Die Berufsverbände der Rechtsanwälte und Notare warnen vor einem Versorgungsengpass im ländlichen Raum. Weil es immer mehr Anwälte zu den lukrativeren Mandanten sowie den großen Kanzleien in die Städte zieht und die Zahl der Anwälte insgesamt stagniert, drohen auf dem Land Lücken. Edith Kindermann, Präsidentin des Deutschen Anwaltvereins, sagt: „Wir werden das gleiche Problem bekommen wie bei den Hausärzten.“

Die Einzelzulassungen seien zugunsten der Syndikus-Zulassungen, also der Anwälte, die direkt für Unternehmen arbeiten, zurückgegangen, bestätigt Ulrich Wessels, Präsident der Bundesrechtsanwaltskammer (BRAK). „Damit stehen auf dem Land immer weniger Rechtsanwälte zur Verfügung.“ Der Mitgliederstatistik der BRAK zufolge arbeiten schon jetzt 70 Prozent der Anwälte in Städten mit mehr als 50.000 Einwohnern. Die Berufsverbände fordern nun höhere Gebührensätze, um die Landflucht zu stoppen.
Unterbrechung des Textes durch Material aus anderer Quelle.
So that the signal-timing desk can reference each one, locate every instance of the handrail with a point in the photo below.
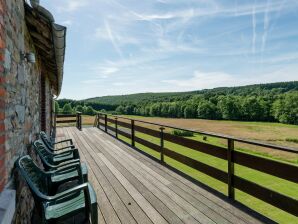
(77, 119)
(276, 168)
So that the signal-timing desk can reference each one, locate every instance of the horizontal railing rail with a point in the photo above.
(285, 171)
(69, 118)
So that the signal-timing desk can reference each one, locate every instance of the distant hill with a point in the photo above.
(279, 87)
(260, 102)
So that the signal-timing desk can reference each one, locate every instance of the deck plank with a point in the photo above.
(103, 174)
(132, 188)
(229, 211)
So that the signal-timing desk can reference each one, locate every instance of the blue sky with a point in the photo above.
(129, 46)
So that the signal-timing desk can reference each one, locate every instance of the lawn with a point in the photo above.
(267, 132)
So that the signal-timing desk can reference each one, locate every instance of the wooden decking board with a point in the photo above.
(163, 210)
(119, 207)
(161, 190)
(182, 214)
(154, 215)
(132, 188)
(132, 206)
(91, 178)
(181, 197)
(105, 206)
(227, 209)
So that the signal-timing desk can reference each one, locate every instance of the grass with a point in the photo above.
(263, 131)
(269, 181)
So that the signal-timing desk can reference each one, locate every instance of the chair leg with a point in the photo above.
(94, 214)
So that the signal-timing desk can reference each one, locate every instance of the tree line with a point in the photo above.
(283, 109)
(277, 102)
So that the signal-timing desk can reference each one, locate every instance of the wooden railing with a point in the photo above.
(279, 169)
(69, 119)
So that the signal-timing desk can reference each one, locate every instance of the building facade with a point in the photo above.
(32, 51)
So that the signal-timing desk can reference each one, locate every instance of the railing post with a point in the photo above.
(98, 120)
(106, 123)
(79, 120)
(231, 191)
(116, 127)
(162, 144)
(132, 133)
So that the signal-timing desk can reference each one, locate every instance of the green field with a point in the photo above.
(262, 131)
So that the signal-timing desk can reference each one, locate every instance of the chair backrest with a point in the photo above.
(44, 137)
(42, 151)
(36, 179)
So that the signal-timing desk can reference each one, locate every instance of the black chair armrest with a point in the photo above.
(65, 140)
(63, 148)
(69, 192)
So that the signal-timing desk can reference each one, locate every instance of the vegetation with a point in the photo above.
(269, 181)
(264, 102)
(182, 133)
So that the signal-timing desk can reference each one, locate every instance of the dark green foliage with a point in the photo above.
(285, 109)
(182, 133)
(264, 102)
(89, 111)
(208, 110)
(80, 108)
NRW vom Engpass noch nicht betroffen

Engpässe gebe es bereits in Mecklenburg-Vorpommern, sagt BRAK-Chef Ulrich Wessels. Noch sei Nordrhein-Westfalen nicht von den Versorgungslücken betroffen, aber: „Hält die aktuelle Entwicklung weiter an, sind diese nicht mehr auszuschließen.“ Und dann dürfte das Sauerland – wie schon jetzt bei den Hausärzten – besonders stark betroffen sein.

Der Trend wird verschärft durch den Umstand, dass auf dem Land vor allem Allgemeinanwälte mit einem breiten Einsatzspektrum gefragt sind, während sich in den Städten immer mehr Spezialisten niederlassen. „Wir haben hier viele Kleinmandanten mit sehr unterschiedlichen Anliegen“, sagt Bernd Pheiler, Rechtsanwalt in der Sauerland-Gemeinde Eslohe (etwa 10.000 Einwohner). „Die machen uns viel Arbeit, bringen aber nur geringe Einnahmen.“ Die größeren Mandanten, vor allem Gewerbetreibende, „werden von den Großkanzleien in den Städten abgeschöpft“, so Pheiler.
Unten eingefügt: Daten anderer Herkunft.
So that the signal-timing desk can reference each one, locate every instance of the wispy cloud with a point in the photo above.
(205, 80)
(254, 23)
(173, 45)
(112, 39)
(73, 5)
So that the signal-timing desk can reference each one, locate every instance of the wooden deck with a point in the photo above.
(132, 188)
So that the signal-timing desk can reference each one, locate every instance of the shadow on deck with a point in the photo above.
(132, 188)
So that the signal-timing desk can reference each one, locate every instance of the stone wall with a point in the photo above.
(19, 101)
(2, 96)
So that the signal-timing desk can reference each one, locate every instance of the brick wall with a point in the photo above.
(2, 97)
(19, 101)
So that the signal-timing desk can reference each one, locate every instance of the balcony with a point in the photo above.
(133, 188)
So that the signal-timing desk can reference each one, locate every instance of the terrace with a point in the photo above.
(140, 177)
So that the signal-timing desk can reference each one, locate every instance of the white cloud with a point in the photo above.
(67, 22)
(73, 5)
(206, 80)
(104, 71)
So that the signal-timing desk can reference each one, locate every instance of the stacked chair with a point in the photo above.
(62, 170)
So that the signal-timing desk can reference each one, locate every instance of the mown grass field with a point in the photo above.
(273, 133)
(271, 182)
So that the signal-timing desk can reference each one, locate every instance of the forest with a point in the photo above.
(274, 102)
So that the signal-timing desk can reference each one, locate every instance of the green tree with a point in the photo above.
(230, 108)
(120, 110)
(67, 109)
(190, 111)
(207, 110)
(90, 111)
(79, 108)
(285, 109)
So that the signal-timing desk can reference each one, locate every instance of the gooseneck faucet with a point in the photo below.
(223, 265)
Kammer-Chef fordert höhere Gebühren

Die zunehmende Digitalisierung der Branche könne nur bedingt helfen: „Bei einem Nachbarschaftsstreit im Dorf sucht sich niemand seinen Anwalt im Internet, sondern direkt im Ort.“ Höhere Gebühren seien ein Schritt in die richtige Richtung.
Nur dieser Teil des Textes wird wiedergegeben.